Une partie des opposants souhaite en tout cas poursuivre en justice les dirigeants de l'ancien régime. Oudar, le parti de l'ancien champion du monde de boxe poids lourds, Vitali Klitschko, a demandé le lancement d'un mandat d'arrêt international « pour que les criminels qui se sont enfuis ou qui souhaitent le faire n'échappent pas à la justice ». Une enquête a déjà été ouverte contre trente hauts responsables de la police pour leur rôle dans la répression.
Des documents potentiellement explosifs détaillant un système de pots-de-vin organisé et une liste de journalistes à surveiller ont par ailleurs été découverts dans la résidence de M. Ianoukovitch en banlieue de Kiev.

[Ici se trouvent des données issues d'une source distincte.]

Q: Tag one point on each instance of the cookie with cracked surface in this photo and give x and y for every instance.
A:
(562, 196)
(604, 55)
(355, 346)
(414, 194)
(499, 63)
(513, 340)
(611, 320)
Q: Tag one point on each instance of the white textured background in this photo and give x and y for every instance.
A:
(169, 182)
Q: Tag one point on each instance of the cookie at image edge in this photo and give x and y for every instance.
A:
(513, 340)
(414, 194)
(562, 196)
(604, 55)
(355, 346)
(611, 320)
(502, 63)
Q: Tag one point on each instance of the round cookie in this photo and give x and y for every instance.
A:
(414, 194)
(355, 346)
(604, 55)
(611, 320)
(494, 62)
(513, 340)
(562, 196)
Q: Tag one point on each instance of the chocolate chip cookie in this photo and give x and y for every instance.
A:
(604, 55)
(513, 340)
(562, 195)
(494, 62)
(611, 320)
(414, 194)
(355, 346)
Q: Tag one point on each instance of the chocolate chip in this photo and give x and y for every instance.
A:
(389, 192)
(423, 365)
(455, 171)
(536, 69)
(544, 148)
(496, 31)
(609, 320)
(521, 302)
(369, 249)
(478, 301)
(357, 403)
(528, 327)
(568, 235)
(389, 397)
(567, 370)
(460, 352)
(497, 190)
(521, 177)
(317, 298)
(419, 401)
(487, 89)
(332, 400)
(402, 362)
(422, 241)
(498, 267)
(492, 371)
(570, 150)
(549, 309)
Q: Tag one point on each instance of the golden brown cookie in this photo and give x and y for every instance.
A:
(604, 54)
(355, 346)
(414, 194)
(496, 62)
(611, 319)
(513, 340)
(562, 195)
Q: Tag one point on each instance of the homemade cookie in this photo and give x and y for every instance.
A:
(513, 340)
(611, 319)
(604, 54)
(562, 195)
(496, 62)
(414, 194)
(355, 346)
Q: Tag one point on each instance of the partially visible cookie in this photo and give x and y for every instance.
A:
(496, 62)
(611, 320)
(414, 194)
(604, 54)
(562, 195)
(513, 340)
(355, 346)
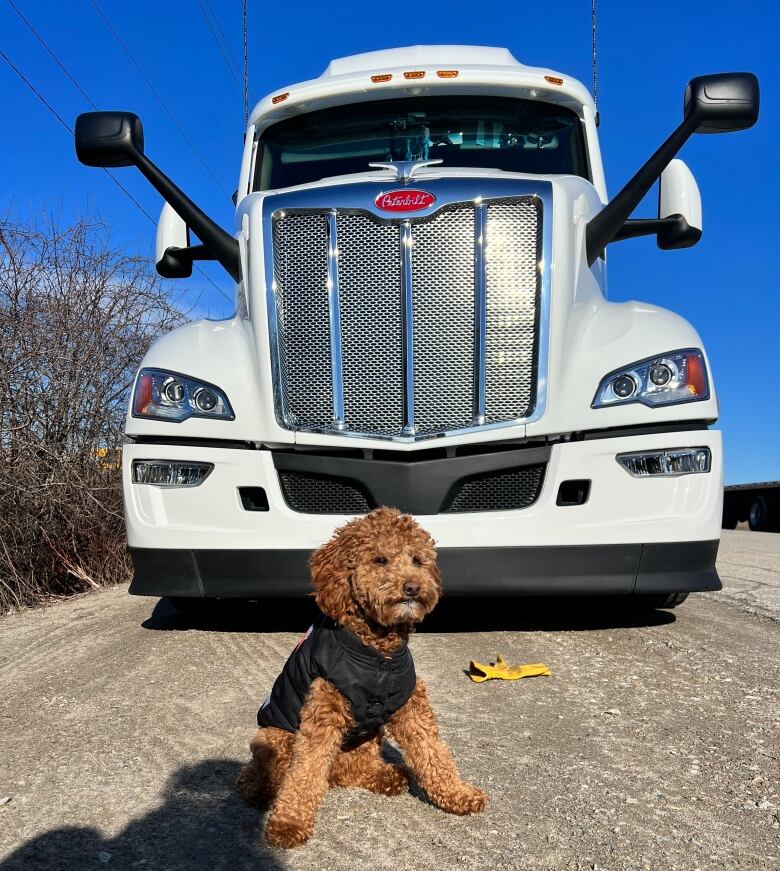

Kiev rend hommage à ses martyrs
Dimanche, Maïdan, la place de l'Indépendance à Kiev, était noire de monde, mais le public rassemblé allait au-delà des habituels manifestants hostiles au président déchu Viktor Ianoukovitch : il y avait des gens de tous âges et de tous milieux, y compris des parents avec leurs poussettes, venus apporter des fleurs ou allumer des cierges devant une multitude de chapelles improvisées. « On n'a pas le droit d'oublier », proclame une pancarte sur l'une d'elle, entourée d'icônes.
Au moins 82 personnes ont été tuées entre mardi et jeudi à Kiev, lorsque la police a ouvert le feu à balles réelles. Quelque quarante statues de Lénine ont aussi été déboulonnées ou vandalisées depuis le début de la semaine, principalement dans l'est du pays.